We are all global Jews now

"We are all global Jews now"

August 14, 2008 23:00

By

David Shneer

8 min read

There is no such thing as a ‘diaspora Jew' or ‘Israeli Jew' any more


As a professor of Jewish Studies, I keep up on global Jewish affairs. Lately, I have been struck by the number of stories about Jewish life thriving in places that might seem surprising: a new Jewish radio station and cultural centre in Madrid, Indian Jews leaving Israel to go back to India, hip underground Jewish clubs in Moscow.

At the same time, study after study comes out documenting how American Jews in particular, and global Jewry in general, are becoming less connected to Israel and see antisemitism as a less central aspect of their Jewish identity. What is going on?
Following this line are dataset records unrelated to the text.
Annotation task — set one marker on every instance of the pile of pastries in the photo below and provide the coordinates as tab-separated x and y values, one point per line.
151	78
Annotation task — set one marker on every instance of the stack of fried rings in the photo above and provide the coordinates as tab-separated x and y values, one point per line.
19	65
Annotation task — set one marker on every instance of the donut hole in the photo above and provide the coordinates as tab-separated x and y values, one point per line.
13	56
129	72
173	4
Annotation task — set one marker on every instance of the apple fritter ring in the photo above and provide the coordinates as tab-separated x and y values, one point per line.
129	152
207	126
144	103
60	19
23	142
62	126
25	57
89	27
For 60 years, diaspora and Israeli Jews have organised themselves around the notion that the state of Israel - as opposed to the metaphoric Zion about which Jews have been yearning for return for thousands of years - is the centre of the Jewish people. Everything and everyone else is something we have called "the diaspora," an idea suggesting displacement, dispersion, and the inability to lead a full Jewish life.

In the past 10 years, as my colleague Caryn Aviv and I write about in our book New Jews: The End of the Jewish Diaspora, we have entered a new post-assimilationist, post-Soviet, post-Zionist world in which individual Jewish identity has come to rival collective Jewish peoplehood, and a map of many Jewish homes is replacing the Israel-diaspora model.